The wind-power farm at Rokkasho has sprung up close to Japan’s first nuclear reprocessing plant, a Legolike complex of windowless buildings and steel towers, which was supposed to have started up 15 years ago but is only now nearing completion.
Dogged by persistent technical problems, it is designed to recycle spent nuclear fuel and partly address a glaring weakness in Japan’s bid to restore confidence in the industry, shredded last year when a quake and tsunami wrecked the Fukushima Daiichi power station to the south, triggering radioactive leaks and mass evacuations.
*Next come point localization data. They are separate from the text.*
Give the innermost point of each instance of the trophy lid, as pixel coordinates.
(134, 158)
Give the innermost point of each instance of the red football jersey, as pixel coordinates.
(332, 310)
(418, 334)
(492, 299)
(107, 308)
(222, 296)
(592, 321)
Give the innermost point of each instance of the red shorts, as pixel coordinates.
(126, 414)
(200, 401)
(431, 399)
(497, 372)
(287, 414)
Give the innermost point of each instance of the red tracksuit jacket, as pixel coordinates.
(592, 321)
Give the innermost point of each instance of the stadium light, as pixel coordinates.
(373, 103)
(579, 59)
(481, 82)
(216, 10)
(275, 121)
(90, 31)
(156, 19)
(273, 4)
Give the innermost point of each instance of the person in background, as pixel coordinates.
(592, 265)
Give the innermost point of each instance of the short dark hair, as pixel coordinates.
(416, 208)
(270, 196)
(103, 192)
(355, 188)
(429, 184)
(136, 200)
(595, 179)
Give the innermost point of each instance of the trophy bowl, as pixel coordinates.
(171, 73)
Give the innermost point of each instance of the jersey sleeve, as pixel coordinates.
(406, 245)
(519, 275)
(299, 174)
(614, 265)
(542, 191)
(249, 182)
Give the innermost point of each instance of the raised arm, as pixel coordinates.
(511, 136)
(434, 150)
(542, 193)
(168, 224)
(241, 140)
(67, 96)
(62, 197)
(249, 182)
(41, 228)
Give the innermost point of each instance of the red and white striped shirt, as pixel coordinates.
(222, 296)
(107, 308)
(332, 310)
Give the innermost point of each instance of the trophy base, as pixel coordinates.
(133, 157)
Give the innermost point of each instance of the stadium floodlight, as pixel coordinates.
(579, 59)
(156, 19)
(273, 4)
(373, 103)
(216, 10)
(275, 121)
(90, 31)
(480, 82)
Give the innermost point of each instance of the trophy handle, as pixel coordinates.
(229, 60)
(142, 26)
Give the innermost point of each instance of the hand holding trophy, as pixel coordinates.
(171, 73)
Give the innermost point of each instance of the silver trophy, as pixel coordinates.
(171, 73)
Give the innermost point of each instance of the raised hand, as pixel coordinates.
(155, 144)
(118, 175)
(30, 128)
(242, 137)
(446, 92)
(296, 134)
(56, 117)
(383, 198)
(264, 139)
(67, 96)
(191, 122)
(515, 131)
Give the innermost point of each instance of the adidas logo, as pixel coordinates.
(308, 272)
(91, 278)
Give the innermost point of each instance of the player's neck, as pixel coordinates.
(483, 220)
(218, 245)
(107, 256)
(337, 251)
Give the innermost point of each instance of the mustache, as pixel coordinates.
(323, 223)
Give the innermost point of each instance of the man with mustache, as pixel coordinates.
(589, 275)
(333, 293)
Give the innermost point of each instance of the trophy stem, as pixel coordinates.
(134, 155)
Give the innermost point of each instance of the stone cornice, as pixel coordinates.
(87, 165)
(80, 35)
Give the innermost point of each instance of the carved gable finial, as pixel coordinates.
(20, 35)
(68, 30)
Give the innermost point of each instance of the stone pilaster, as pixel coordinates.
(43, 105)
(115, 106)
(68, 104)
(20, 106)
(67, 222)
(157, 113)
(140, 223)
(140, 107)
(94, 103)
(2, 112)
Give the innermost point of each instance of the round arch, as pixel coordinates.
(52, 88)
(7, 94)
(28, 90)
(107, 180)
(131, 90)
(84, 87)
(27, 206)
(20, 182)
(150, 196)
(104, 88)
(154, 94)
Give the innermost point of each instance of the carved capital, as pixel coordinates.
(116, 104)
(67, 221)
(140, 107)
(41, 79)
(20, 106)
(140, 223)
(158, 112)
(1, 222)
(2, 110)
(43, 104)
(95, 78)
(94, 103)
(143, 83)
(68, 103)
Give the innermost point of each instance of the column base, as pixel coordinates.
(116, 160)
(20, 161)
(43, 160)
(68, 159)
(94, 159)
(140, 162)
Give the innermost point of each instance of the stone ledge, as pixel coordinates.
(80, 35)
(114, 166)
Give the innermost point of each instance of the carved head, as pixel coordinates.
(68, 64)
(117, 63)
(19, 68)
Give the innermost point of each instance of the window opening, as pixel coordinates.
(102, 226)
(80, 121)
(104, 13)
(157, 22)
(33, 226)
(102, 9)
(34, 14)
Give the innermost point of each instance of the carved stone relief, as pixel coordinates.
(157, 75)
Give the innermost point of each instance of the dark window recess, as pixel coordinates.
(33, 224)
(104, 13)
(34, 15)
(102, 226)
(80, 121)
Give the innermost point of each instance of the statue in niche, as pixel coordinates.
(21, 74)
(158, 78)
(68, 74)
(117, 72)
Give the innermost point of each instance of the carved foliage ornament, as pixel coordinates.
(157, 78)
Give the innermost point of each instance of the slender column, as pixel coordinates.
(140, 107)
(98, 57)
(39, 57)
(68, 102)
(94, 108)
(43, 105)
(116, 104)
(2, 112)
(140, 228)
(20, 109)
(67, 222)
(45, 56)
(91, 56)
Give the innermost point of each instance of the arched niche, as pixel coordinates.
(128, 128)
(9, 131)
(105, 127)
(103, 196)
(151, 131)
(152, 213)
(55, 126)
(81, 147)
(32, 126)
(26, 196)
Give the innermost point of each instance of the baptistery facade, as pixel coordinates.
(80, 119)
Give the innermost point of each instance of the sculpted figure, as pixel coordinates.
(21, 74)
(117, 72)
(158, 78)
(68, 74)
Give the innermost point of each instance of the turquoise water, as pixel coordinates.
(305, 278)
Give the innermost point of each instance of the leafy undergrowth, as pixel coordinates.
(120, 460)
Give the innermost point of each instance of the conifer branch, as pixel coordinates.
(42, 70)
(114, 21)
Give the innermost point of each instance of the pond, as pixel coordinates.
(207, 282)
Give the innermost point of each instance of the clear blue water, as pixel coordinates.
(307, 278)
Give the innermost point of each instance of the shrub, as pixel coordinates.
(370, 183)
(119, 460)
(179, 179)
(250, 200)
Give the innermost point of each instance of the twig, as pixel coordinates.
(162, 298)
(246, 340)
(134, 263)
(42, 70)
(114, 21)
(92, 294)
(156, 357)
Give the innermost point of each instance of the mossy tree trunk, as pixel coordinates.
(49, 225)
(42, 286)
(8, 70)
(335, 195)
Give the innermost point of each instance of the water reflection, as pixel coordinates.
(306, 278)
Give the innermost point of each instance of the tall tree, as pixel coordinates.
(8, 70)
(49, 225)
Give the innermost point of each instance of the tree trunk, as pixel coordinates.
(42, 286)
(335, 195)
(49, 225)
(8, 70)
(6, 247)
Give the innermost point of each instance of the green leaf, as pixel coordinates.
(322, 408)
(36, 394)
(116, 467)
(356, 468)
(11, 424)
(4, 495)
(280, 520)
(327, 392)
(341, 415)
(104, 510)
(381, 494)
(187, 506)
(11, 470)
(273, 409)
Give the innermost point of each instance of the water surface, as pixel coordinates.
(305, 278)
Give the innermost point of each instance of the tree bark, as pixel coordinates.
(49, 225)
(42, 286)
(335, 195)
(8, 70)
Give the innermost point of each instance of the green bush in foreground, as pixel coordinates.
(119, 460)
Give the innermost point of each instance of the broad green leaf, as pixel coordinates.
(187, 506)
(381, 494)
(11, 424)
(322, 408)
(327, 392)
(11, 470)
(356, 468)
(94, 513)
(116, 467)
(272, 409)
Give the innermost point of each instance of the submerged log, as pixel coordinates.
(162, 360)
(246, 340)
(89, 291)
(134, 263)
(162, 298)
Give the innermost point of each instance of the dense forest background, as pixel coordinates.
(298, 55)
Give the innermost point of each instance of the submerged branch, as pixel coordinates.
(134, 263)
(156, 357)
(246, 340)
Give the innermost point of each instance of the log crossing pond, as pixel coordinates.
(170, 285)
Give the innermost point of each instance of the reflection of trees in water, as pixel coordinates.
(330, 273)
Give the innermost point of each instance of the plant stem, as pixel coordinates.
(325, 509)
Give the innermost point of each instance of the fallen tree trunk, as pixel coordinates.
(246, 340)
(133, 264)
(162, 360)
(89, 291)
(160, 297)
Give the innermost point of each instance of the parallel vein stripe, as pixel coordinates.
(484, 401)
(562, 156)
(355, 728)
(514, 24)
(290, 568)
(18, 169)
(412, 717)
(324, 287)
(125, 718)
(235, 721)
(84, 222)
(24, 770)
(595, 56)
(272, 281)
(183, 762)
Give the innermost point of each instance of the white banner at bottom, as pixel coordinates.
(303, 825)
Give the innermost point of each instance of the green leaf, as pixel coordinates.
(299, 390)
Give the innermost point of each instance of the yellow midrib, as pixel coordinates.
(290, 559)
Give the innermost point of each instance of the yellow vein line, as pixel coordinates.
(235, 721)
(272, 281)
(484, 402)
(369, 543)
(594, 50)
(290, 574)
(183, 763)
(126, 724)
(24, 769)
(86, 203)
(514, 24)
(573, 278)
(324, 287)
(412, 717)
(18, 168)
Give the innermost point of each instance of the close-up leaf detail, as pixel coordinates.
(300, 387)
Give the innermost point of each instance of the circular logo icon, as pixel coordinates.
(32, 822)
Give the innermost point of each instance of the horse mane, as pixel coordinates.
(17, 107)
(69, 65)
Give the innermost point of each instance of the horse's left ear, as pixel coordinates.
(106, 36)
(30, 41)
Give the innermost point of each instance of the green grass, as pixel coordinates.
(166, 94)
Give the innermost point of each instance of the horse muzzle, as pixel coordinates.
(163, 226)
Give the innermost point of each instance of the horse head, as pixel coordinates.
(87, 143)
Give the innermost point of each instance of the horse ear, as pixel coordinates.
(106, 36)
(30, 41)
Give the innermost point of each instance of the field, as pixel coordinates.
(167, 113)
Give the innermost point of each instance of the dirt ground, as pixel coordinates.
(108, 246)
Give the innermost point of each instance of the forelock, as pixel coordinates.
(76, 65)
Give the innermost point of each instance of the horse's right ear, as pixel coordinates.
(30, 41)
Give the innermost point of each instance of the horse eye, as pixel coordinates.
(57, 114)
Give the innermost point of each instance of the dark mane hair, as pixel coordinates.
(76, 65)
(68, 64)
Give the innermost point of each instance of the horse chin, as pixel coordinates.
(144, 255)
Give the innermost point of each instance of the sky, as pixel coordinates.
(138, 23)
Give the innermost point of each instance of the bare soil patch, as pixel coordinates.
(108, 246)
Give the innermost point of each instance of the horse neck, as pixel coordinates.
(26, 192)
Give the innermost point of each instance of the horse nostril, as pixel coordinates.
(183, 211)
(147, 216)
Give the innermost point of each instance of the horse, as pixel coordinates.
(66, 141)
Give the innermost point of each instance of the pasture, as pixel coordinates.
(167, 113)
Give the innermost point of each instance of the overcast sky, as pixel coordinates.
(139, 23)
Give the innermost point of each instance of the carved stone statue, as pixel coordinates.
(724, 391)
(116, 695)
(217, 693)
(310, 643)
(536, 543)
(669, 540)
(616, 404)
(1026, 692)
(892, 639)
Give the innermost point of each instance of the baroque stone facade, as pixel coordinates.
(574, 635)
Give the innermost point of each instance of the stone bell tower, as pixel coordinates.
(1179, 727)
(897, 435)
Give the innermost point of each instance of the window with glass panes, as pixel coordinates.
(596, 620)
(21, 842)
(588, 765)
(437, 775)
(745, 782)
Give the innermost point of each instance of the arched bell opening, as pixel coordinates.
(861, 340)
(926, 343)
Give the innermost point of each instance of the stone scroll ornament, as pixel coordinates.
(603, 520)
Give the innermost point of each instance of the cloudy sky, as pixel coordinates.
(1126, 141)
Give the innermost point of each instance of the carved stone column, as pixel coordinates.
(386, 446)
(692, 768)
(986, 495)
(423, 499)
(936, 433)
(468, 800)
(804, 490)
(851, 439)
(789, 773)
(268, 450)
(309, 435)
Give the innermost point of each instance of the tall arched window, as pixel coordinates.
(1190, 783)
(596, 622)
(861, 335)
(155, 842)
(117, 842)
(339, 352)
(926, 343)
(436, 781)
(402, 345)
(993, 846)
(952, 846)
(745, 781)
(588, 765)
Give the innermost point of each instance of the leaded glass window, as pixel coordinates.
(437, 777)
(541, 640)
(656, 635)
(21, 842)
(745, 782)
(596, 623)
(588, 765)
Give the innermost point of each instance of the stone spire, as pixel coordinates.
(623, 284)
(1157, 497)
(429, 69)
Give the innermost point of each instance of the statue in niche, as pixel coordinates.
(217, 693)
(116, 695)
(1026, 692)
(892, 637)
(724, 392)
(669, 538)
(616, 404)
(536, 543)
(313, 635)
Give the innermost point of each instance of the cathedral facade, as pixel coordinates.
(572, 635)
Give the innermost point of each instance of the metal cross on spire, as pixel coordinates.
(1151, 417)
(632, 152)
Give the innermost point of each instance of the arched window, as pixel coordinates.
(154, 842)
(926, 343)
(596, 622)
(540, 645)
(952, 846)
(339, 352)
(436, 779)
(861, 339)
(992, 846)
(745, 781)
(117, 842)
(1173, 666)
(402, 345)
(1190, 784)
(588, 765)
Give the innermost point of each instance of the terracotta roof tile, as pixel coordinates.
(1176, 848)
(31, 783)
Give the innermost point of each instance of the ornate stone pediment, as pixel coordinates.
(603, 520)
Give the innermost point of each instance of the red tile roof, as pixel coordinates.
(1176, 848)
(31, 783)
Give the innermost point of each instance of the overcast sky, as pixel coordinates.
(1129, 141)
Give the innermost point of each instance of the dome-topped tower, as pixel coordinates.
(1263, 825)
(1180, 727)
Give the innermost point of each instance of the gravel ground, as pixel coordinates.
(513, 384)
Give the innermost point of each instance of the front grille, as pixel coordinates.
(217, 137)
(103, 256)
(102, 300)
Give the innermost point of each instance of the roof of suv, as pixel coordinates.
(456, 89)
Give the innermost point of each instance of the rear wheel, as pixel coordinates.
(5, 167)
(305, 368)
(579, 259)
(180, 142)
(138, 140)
But the Rokkasho project is too little, too late, according to critics who say Japan is running so short of nuclearwaste storage that the entire industry risks shutdown within the next two decades unless a solution is found.
“You don’t build a house without a toilet,” said Jitsuro Terashima, president of the Japan Research Institute think tank and member of an expert panel advising the national government on energy policy after the Fukushima disaster.
“If Japan seriously wants to stick to nuclear power, a second Rokkasho would be needed,” he said.
Long-term storage of highly radioactive waste is a problem common to all nuclearpowered nations, including the United States, but experts say Japan’s unstable geology and densely populated terrain mean that its challenges are far bigger.
The Rokkasho plant is due to finally start up in October, barely 19 months after the radioactive clouds at Fukushima sparked the world’s worst nuclear crisis in 25 years — a crisis exacerbated by the 1,800 tonnes of spent nuclear-fuel rods being stored at the power station when the disaster struck.
As Japan approaches the anniversary of the March 11 quake, the nuclear power industry, which just over a year ago supplied a third of its power, is virtually paralyzed.
All but two of the country’s 54 reactors are offline.
The reactors have steadily been shut down for maintenance, unable to restart until they meet new stress tests that aim to determine if power stations in the future can withstand the kind of terrifying natural force unleashed on Fukushima: a magnitude 9 quake and a wall of water more than 10 metres (30 ft) high.
Effectively, though, the utilities have to do more than pass stress tests; they have to finally convince local governments that the waste problems will be resolved, not continue to mount up inside power plants lined up along the Japanese coast like radioactive warehouses, exposed to the risk of tsunamis.